Field Position Practice


Unless you plan on lugging a shooting bench along in the field you’re going to have to learn to shoot from field positions. Gilt-edge accuracy is all for naught if you can’t develop a steady rest in the field so take the time to practice from field positions. I carry a backpack and a pair of Primos Trigger Sticks with me to the range and, once advanced sighting in is complete, I begin practicing from field positions at known ranges. Lying prone and resting the rifle on a pack is the most stable field position, and that’s where I begin. From there, I’ll begin switching positions, first to a sitting and then kneeling position using the shooting sticks to stabilize the rifle. If possible, rest the elbow of your strong side arm on a rock or some other solid object. With some rifles, specifically big-bore guns for dangerous game, I’ll also practice shooting from a standing position since it’s likely I’ll be standing when I deliver the first shot.

Final Check


Once the gun is sighted in and I am familiar with the rifle, I’ll do my final check. I begin by cleaning and lightly lubricating the rifle. Double-check the scope screws and be certain that they are properly tightened. Also, be certain that the sling studs are secure before heading in the field. On an elk hunt in New Mexico I had the front sling stud of my rifle come loose from the stock, and as a result my gun fell off my shoulder and tumbled end over end down a rock slide while I stood helplessly watching it descend, cringing every time my gun slammed off a boulder. Needless to say, we headed back to camp, wiped down the various scars on the gun and scope, and re-zeroed the rifle. That poorly installed sling stud cost me a half-day of hunting. To prevent these types of accidents I suggest that you perform a final butt-to-muzzle inspection of your rifle before heading out this fall.

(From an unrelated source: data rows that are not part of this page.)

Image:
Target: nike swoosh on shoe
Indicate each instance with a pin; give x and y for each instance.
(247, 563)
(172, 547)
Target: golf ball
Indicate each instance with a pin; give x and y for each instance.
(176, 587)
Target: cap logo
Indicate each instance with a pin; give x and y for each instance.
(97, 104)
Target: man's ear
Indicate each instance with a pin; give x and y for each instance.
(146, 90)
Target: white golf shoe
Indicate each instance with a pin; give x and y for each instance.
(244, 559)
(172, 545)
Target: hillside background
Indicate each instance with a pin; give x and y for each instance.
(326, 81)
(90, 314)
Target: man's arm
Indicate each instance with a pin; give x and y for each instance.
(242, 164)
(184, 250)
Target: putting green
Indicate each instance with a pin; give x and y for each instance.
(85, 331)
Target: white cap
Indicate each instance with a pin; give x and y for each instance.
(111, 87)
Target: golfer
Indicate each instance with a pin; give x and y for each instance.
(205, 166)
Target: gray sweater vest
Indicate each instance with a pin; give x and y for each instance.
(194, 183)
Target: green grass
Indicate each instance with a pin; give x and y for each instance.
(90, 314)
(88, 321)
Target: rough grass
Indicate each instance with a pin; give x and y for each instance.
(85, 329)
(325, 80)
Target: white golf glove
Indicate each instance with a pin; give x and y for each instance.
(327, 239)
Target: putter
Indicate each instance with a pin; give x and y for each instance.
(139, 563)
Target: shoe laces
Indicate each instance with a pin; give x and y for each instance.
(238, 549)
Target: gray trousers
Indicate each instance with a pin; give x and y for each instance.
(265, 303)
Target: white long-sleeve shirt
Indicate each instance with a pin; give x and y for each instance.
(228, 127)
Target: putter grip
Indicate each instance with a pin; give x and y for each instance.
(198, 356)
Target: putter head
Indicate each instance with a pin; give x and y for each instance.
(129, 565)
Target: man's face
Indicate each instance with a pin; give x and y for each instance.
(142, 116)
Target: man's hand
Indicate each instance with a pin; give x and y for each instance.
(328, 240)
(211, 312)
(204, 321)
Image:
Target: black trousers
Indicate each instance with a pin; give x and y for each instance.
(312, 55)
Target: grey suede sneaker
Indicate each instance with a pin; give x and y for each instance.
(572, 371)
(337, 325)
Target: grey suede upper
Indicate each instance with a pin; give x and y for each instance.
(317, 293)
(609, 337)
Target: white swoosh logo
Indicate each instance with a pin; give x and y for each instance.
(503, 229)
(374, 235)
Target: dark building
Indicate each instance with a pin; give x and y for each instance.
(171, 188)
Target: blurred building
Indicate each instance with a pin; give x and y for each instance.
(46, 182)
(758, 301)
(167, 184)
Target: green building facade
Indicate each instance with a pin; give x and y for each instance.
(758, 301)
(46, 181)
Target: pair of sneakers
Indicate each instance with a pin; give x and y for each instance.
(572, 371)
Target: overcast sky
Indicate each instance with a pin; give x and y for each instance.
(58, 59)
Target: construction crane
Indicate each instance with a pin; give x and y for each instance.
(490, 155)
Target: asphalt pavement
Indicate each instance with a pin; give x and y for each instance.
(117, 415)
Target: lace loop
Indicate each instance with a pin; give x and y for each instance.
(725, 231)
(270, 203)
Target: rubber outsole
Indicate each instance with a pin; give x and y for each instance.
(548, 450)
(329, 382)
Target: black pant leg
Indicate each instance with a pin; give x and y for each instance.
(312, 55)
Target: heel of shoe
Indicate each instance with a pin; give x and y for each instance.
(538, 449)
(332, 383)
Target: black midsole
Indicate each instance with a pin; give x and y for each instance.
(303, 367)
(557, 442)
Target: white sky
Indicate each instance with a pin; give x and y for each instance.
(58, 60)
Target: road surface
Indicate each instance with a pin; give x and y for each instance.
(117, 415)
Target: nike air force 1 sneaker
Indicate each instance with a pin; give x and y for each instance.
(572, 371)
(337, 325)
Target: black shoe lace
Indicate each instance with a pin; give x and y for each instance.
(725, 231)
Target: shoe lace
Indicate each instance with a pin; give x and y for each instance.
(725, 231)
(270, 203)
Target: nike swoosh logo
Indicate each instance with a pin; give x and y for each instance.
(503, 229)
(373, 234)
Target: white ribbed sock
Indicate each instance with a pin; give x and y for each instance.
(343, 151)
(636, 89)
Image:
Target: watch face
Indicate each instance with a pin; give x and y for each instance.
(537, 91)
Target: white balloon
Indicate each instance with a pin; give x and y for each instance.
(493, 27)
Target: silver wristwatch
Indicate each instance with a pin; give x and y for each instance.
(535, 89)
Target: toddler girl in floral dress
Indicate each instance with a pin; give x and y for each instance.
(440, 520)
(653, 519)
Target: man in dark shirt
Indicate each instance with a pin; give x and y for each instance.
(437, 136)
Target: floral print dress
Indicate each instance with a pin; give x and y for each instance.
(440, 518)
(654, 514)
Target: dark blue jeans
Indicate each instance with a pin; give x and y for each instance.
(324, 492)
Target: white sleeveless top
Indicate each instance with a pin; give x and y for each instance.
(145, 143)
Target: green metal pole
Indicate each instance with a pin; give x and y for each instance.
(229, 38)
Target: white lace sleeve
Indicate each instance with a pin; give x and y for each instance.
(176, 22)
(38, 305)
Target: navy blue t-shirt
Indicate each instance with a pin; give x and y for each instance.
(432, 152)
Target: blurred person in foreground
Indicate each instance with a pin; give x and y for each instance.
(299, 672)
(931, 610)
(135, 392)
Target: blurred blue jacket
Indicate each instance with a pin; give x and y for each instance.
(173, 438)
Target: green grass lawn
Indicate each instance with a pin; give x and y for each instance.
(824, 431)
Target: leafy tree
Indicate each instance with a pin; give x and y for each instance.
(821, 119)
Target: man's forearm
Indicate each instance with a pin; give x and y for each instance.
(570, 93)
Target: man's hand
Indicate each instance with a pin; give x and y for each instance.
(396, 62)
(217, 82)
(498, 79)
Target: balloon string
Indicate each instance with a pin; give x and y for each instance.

There’s a certain peace of mind that comes with knowing that your gun is ready to make the shot when that big game animal finally appears. You’ve prepped for this hunt for a long time and beaten the odds of bad weather and unpredictable animal behavior. Don’t let the last chapter of your hunt be a missed shot or a wounded animal that was the direct result of your failure to prepare properly. Now’s the time to get your gun ready for hunting season.